Saturday, November 21, 2015

Book Review—The Design of Everyday Things by Don Norman

The Design of Everyday Things by Don Norman was my first foray into studying industrial design, rather than the mechanical design techniques I am accustomed to. The number of complimentary concepts and issues definitely makes this book useful for engineers. It was updated with modern examples in 2013 after 25 years of success, and incorporates topics from many of the author's separate books and articles.

Book cover of The Design of Everyday Things


What I thought were the core concepts:

  1. Human-centered design: the principle of putting human needs, abilities, and psychology first, letting the design and technology follow to accommodate those realities. "It is the duty of machines and those who design them to understand people. It is not our duty to understand the arbitrary, meaningless dictates of the machines."
  2. Discoverability: a critical aspect of design, which is the ability for the user to figure out how to use a device and what the possible actions are. It consists of five main components:
    • Affordances—The relationship between an object and the specific user's ability to use that object. For example, the flat surface of a bench affords sitting (this happens to be a visible affordance) but the weight (invisible) of the bench affords carrying only to those strong enough to do so. An affordance is not a specific property of an object indicating usage; that would be a signifier.
    • Signifiers—The characteristics of an object that signal to the user where or how actions should occur. "Affordances determine what actions are possible. Signifiers communicate where the action should take place. We need both."
    • Constraints—Interactions can be guided by taking advantage of physical, logical, semantic, and cultural limitations on what is possible or what makes sense.
    • Mappings—The relationship between controls and their outcomes. The easiest mappings are when the control is directly on the item to be controlled, the worst case is in situations like a row of light switches in an auditorium, where there is usually no way to figure out what switch controls what light before trial and error.
    • Feedback—A response to know the system is working on a command. For example, elevator buttons without lights get pushed repeatedly by people who had no idea if it has already been pushed or if their push was registered.
  3. The double-diamond design process model: starting with an idea of a need or problem, research expands the scope of possible needs until the needs are understood and the problem definition is converged upon. Then solutions are brainstormed and explored until again convergence comes in the form of a solution. This is an iterative process.
The double-diamond design process model
Principles of the double-diamond model of design. (Source, though it's not clear who made this originally. This concept was first introduced in 2005 by the British Design Council.)

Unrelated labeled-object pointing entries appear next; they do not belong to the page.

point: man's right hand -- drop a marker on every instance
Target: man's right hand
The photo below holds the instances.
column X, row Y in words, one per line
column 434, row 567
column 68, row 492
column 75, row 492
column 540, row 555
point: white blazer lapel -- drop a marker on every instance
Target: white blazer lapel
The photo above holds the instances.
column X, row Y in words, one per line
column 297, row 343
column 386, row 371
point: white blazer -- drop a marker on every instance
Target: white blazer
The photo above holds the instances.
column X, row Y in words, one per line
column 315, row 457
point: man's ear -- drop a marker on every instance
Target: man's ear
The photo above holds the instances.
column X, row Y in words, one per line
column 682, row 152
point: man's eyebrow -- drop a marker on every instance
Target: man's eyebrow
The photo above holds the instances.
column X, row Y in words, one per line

Some more concepts I found interesting:

  1. Who is to blame? Usually bad design. People often blame themselves for not being able to use a device properly when really the root cause is a poorly-designed device. The problem can be so pervasive that even the designers blame themselves for mistakes when testing the products! "Humans err continually; it is an intrinsic part of our nature. System design should take this into account."
    • A story of investigating a failure at a nuclear power plant: "The operators were blamed for these failures: 'human error' was the immediate analysis. But the committee I was on discovered that the plant's control rooms were so poorly designed that error was inevitable: design was at fault, not the operators."
  2. Designers need to be sure to cover the usage cases where things go wrong rather than just when they go right. Seek to minimize errors and also their consequences.
  3. As more and more information goes digital rather than in notes and books in plain view on our desks, it can become invisible. This information is saved and available but it becomes a mental burden to remember that it is there and how to retrieve it. Getting back out the right information at the right time is a design challenge.
  4. Paradoxically, as more human checks are added to a system, it can introduce more error since people begin to assume that if an error hasn't been caught yet, there must not be any. A solution used by aircraft pilots is a team checklist—one person reads off the actions while the second performs them and the first person confirms.
From what I hear this is an essential book for those in the world of industrial design, and so those people should probably read it if they did not already in school. But for others like myself who were looking for an overview, the book is a little long. While I found all the topics interesting, for engineers like me the book could be trimmed by skipping chapters 2 (aspects of psychology which I found pretty tangential to the rest of the topics) and 7 (business topics that are all-too-familiar to engineers). Chapter 1, which introduces most of the concepts, and Chapter 6, "Design Thinking," are the most important chapters where the overall industrial design process is covered.